There are several responses the Winter Soldier can make to that, several things she expects him to say. Instead he settles back into the booth and lifts his human hand to call the waitress over.

He doesn’t look away from Natasha’s unblinking gaze while he asks for a cup of coffee, black, for here.

When the waitress has skittered off again, taking refuge behind the counter as if the curly-haired chef and his spatula can protect her from the machine of war sitting in the white booth, Natasha lets her lips slide into a disapproving flat line.

“As long as you’re only going to terrify them instead of actually murdering someone, I suppose I can leave you here to wait.”

The Winter Soldier doesn’t look down when he picks up his cup, the metal fingers curving around the clunky porcelain.

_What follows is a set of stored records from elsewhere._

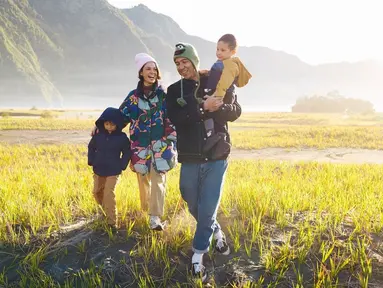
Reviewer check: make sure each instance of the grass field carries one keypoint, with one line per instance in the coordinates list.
(261, 130)
(288, 224)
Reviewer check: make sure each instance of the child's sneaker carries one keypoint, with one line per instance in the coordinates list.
(199, 271)
(156, 224)
(221, 244)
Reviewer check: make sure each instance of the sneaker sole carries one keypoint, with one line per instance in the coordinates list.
(227, 252)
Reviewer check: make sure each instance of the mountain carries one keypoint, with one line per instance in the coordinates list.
(81, 53)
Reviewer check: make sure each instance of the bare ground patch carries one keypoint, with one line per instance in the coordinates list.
(331, 155)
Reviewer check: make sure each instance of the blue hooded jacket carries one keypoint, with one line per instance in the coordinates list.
(109, 153)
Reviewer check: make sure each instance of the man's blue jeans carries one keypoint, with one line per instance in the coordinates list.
(201, 187)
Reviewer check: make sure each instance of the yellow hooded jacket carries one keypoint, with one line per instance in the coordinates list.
(233, 72)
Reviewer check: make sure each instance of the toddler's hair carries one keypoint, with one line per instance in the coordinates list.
(230, 40)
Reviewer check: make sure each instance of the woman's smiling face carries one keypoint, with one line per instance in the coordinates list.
(149, 73)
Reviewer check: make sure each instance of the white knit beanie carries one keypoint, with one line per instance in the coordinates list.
(141, 59)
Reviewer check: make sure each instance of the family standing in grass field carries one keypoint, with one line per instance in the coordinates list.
(185, 124)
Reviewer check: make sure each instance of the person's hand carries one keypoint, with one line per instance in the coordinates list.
(212, 103)
(94, 131)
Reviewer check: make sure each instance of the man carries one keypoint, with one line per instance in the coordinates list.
(203, 163)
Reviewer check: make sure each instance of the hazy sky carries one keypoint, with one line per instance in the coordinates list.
(316, 31)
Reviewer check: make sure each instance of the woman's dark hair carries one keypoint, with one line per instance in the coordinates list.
(230, 40)
(142, 69)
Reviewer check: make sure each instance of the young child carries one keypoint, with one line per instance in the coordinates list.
(108, 153)
(226, 72)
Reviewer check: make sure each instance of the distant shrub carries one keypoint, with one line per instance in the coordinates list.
(47, 115)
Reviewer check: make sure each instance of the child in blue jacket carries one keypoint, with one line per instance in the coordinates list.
(109, 154)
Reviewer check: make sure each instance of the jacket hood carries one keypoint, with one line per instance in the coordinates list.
(244, 74)
(111, 114)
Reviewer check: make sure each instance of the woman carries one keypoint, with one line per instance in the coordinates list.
(152, 137)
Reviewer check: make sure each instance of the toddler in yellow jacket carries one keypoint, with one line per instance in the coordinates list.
(226, 72)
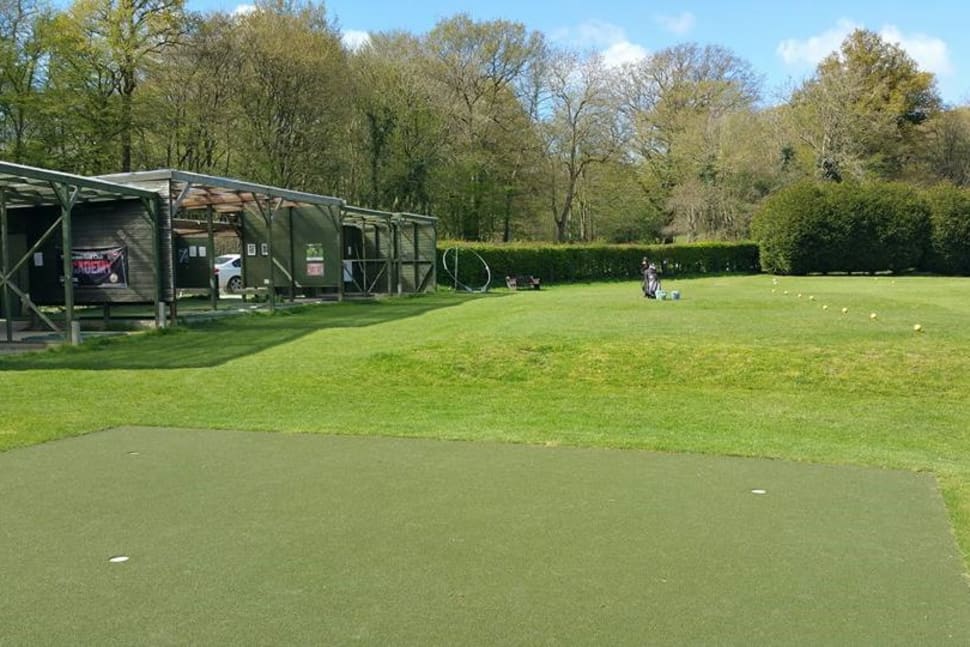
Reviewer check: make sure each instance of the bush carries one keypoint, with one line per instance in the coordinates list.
(950, 230)
(843, 228)
(574, 263)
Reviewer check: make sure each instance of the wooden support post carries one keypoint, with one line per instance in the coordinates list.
(211, 251)
(5, 253)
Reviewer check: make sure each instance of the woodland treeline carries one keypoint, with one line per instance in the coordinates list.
(491, 127)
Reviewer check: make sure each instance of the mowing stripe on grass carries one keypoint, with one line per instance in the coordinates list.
(250, 538)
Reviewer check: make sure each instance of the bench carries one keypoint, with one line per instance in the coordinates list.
(526, 282)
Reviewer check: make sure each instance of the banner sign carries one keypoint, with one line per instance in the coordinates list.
(101, 267)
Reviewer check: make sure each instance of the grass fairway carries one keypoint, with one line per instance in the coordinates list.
(737, 367)
(241, 538)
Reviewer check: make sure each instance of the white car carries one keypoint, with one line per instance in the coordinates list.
(228, 269)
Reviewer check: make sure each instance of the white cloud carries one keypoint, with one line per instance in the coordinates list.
(677, 24)
(812, 50)
(607, 39)
(621, 53)
(354, 39)
(930, 53)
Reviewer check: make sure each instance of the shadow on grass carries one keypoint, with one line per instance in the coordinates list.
(213, 342)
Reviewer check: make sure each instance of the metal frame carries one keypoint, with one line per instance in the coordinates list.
(191, 191)
(24, 187)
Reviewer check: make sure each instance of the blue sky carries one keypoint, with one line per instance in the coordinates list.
(783, 40)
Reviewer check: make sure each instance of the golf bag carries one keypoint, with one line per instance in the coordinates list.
(651, 282)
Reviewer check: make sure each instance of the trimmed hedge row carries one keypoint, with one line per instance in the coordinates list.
(580, 263)
(874, 227)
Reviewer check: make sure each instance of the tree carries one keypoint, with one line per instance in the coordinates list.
(478, 69)
(581, 131)
(861, 110)
(677, 104)
(127, 36)
(945, 148)
(291, 88)
(22, 53)
(192, 123)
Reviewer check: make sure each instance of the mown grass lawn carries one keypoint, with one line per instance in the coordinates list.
(736, 367)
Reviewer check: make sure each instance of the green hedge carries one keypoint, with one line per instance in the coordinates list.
(845, 227)
(950, 232)
(580, 263)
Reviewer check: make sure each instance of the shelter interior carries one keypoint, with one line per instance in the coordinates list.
(132, 238)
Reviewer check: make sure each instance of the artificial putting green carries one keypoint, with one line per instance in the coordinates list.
(252, 538)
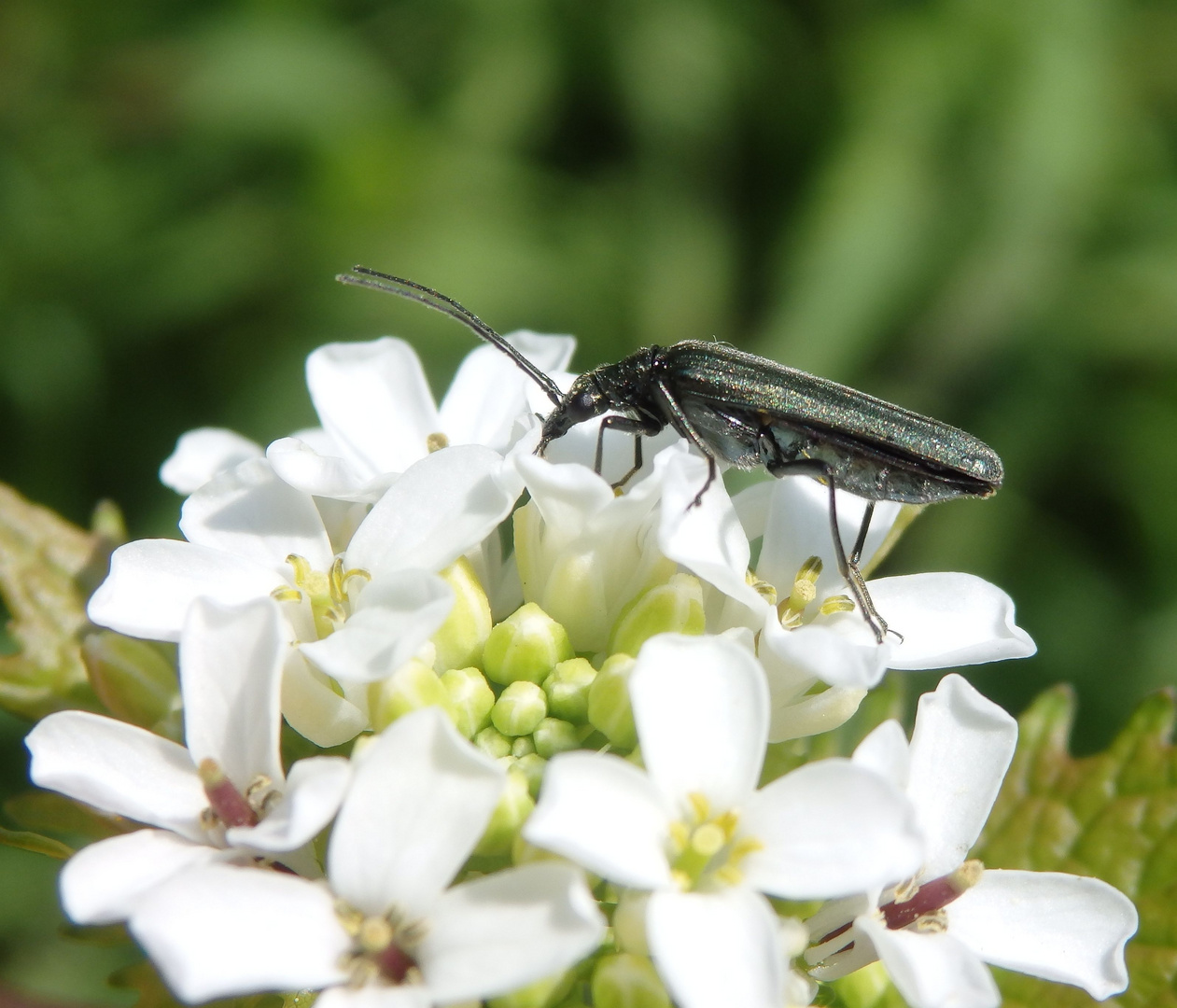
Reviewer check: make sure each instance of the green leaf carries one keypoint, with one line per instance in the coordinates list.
(1109, 815)
(35, 842)
(48, 569)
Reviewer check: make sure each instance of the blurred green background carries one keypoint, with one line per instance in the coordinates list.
(964, 206)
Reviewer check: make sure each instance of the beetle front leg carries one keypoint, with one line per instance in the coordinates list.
(848, 566)
(639, 428)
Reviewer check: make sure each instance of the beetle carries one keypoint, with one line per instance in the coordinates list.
(749, 411)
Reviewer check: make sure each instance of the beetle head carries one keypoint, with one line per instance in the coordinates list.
(582, 401)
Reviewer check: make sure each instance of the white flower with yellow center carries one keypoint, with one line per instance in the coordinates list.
(357, 615)
(694, 831)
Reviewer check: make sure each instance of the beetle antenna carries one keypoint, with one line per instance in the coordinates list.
(446, 305)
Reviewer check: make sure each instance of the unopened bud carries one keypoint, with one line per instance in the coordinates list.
(627, 981)
(519, 709)
(493, 742)
(509, 816)
(539, 994)
(528, 644)
(609, 702)
(567, 690)
(132, 679)
(671, 608)
(412, 687)
(471, 700)
(553, 735)
(460, 640)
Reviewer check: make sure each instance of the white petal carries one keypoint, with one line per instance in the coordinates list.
(306, 468)
(118, 768)
(373, 399)
(707, 539)
(153, 581)
(442, 505)
(488, 394)
(315, 789)
(947, 620)
(604, 814)
(798, 527)
(500, 931)
(315, 710)
(203, 454)
(393, 617)
(960, 748)
(839, 651)
(1058, 927)
(887, 752)
(716, 950)
(815, 714)
(932, 971)
(231, 666)
(420, 799)
(689, 689)
(375, 995)
(251, 513)
(102, 883)
(829, 829)
(221, 931)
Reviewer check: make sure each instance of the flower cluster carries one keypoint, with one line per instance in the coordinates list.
(557, 716)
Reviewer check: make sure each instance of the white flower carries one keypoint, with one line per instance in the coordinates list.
(224, 796)
(357, 616)
(946, 619)
(379, 418)
(936, 931)
(387, 931)
(694, 829)
(582, 553)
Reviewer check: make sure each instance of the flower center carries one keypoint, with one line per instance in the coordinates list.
(382, 947)
(792, 610)
(325, 591)
(705, 850)
(228, 805)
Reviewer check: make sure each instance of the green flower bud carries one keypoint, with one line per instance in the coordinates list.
(567, 689)
(463, 636)
(540, 994)
(525, 646)
(412, 687)
(531, 765)
(627, 981)
(609, 702)
(493, 742)
(553, 736)
(519, 707)
(133, 679)
(471, 700)
(671, 608)
(509, 816)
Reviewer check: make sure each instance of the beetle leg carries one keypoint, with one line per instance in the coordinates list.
(684, 427)
(848, 567)
(629, 426)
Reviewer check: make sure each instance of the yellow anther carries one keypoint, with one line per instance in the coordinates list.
(680, 836)
(727, 823)
(375, 934)
(837, 603)
(708, 840)
(699, 805)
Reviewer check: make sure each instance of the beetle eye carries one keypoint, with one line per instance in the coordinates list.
(581, 406)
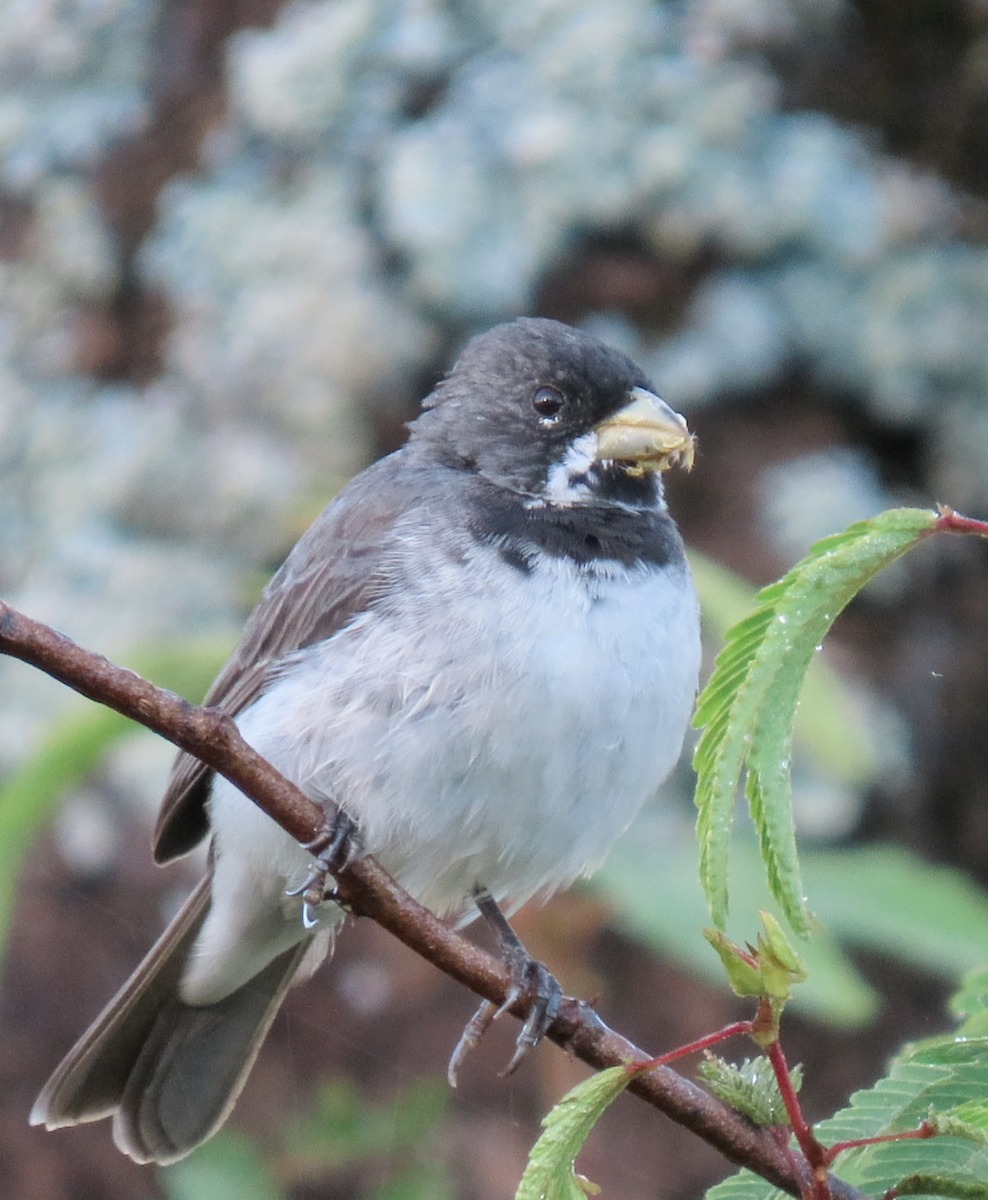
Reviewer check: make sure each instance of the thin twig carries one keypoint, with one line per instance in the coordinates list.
(370, 892)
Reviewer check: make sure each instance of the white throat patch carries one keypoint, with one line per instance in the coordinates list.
(567, 480)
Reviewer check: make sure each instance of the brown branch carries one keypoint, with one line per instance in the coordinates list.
(214, 738)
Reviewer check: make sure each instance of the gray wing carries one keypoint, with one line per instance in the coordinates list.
(334, 573)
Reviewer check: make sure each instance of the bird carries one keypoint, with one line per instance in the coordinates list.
(481, 655)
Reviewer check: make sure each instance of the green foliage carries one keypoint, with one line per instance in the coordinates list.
(71, 749)
(941, 1079)
(766, 970)
(550, 1173)
(750, 1089)
(878, 897)
(826, 727)
(747, 708)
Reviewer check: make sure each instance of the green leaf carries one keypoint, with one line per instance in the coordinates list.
(879, 897)
(71, 749)
(946, 1074)
(827, 726)
(550, 1171)
(228, 1167)
(747, 708)
(752, 1087)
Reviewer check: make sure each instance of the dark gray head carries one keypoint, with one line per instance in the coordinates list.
(519, 406)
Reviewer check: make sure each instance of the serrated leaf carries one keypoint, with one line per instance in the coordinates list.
(550, 1173)
(750, 1087)
(747, 708)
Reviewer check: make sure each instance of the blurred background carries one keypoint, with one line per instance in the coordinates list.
(239, 240)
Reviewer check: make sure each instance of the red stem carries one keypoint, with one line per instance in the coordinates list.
(815, 1155)
(729, 1031)
(953, 522)
(924, 1131)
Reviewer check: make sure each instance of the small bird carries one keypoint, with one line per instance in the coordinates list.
(484, 652)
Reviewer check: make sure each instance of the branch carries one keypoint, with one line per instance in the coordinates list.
(211, 736)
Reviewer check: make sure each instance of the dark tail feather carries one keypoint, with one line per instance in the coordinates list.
(195, 1063)
(168, 1072)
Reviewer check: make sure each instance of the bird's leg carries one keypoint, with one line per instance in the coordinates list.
(334, 846)
(531, 979)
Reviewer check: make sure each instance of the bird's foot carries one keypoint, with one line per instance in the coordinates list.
(531, 982)
(335, 845)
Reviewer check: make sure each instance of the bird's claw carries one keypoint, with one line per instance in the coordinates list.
(531, 982)
(534, 981)
(334, 847)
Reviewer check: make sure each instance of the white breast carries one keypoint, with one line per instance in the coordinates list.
(492, 741)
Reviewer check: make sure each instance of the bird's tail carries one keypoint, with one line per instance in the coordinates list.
(167, 1072)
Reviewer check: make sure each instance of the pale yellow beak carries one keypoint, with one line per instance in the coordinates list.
(647, 435)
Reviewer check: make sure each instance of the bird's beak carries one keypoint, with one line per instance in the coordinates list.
(646, 435)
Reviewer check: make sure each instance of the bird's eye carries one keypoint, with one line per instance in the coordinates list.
(549, 405)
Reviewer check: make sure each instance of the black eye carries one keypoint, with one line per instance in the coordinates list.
(548, 403)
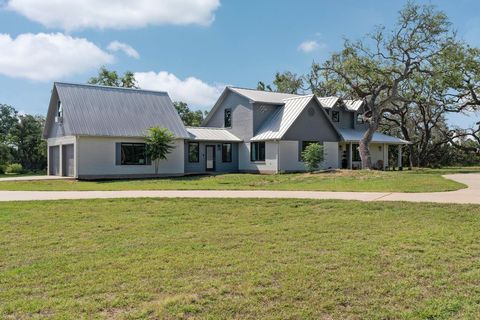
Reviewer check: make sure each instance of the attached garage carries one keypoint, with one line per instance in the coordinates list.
(68, 160)
(54, 161)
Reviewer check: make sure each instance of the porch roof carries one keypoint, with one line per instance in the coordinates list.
(350, 135)
(211, 134)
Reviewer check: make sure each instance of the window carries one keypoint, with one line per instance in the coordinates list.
(355, 153)
(335, 116)
(305, 144)
(257, 151)
(59, 109)
(228, 118)
(133, 154)
(227, 152)
(193, 152)
(359, 118)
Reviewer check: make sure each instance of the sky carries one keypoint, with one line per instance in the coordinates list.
(189, 48)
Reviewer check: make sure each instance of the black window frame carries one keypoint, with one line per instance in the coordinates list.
(227, 119)
(359, 118)
(123, 161)
(355, 152)
(335, 116)
(225, 154)
(257, 146)
(190, 152)
(303, 145)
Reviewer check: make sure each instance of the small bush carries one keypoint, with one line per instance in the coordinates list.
(14, 168)
(313, 155)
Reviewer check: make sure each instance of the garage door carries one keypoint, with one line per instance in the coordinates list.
(68, 163)
(54, 160)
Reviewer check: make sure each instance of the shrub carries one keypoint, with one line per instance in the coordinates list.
(313, 155)
(14, 168)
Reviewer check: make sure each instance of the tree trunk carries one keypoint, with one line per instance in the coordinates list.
(364, 148)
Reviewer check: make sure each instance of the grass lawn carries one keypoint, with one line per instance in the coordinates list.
(242, 259)
(420, 180)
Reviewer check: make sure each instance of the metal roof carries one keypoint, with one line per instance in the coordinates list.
(211, 134)
(263, 96)
(280, 121)
(328, 102)
(351, 135)
(110, 111)
(353, 105)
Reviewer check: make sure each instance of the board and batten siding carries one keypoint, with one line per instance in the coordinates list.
(97, 158)
(220, 166)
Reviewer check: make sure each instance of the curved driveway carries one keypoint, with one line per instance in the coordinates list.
(470, 195)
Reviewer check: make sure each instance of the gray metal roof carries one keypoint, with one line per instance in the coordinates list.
(328, 102)
(280, 121)
(110, 111)
(211, 134)
(351, 135)
(263, 96)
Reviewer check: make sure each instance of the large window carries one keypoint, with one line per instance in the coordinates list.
(228, 118)
(257, 151)
(355, 153)
(193, 152)
(227, 152)
(133, 154)
(335, 116)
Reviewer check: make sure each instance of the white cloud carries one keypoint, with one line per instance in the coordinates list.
(308, 46)
(46, 57)
(190, 90)
(119, 14)
(125, 48)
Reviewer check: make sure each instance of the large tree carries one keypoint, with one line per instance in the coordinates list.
(376, 68)
(111, 78)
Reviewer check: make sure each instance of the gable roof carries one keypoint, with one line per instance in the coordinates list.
(93, 110)
(275, 127)
(211, 134)
(263, 96)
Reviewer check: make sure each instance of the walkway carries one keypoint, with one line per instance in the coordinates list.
(470, 195)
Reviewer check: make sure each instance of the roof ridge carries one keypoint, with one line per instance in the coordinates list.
(299, 97)
(107, 87)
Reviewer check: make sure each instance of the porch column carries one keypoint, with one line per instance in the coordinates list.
(399, 157)
(350, 156)
(385, 156)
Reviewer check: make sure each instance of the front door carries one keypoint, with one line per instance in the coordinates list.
(210, 158)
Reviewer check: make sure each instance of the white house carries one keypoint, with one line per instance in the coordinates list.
(97, 132)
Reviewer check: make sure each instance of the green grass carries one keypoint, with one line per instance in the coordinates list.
(242, 259)
(421, 180)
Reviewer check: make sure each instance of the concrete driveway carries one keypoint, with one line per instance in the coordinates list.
(470, 195)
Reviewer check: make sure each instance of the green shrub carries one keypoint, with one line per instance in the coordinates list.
(14, 168)
(313, 155)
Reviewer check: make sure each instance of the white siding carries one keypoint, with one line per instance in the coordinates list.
(270, 164)
(59, 141)
(96, 157)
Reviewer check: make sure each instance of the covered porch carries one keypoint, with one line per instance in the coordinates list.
(380, 148)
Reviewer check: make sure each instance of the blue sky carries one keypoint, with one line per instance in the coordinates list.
(191, 48)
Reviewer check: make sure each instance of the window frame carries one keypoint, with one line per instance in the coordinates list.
(197, 153)
(359, 118)
(230, 153)
(303, 145)
(335, 116)
(133, 144)
(256, 146)
(229, 110)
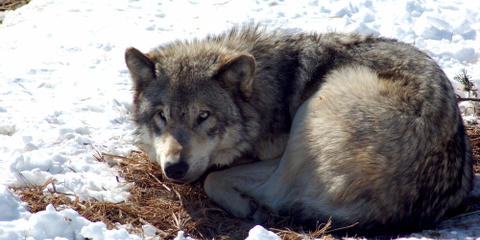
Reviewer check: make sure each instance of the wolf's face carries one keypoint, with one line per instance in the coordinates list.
(185, 110)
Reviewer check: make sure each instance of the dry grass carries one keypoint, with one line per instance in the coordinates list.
(172, 207)
(167, 206)
(12, 4)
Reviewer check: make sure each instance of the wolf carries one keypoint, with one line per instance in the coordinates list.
(359, 129)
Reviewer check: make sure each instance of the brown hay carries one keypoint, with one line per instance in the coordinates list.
(171, 207)
(12, 4)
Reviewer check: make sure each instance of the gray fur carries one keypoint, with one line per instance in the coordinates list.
(359, 128)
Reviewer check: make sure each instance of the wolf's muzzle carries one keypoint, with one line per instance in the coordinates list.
(176, 170)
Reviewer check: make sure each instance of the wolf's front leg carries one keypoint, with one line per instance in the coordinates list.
(231, 188)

“What happens if the Hawk has flown too far down.”

It’s a statement, not a question, and she suppresses a shiver. The memory of neon blue is still too close to the surface even after all this time. Is that what love is, she used to wonder, to feel someone else’s agony as if it were your own? Maybe that was why love was for children; they could afford to bear more pain than their own.

“He won’t.”

What she means is, I won’t let him come unraveled like you and I, and the Winter Soldier knows it.

He holds her gaze, pale blue washed out with the ice of the tundra and the permafrost, and Natasha wonders what will happen when that ice begins to melt.

Wonders if he remembers when she meant similar unspoken words about him, half a lifetime ago.

“Utah.”

It’s a peace offering, it is a trap, it is anything but the answer to the question still hanging in the air between them.

It’s a single word that narrows her focus from an entire country to a pinpoint on her prey.

“Thank you.” She pulls her wallet out and counts out the folded dollar bills, leaving a ten dollar tip and change for the waitress. The Winter Soldier watches her, coffee cup held as yet untasted in an unnatural hand. But then again, who is she to say what is natural or not?

“He’ll be here in twenty minutes,” Natasha says, keeping the fifties tucked away as she puts her wallet back. “He’s going to call you by your name.”

“Bucky,” he suggests in a voice that is suddenly rough. It’s as if he is testing out an idea, probing a wound to assess its depth.

They’ve both done that enough to be familiar with the process.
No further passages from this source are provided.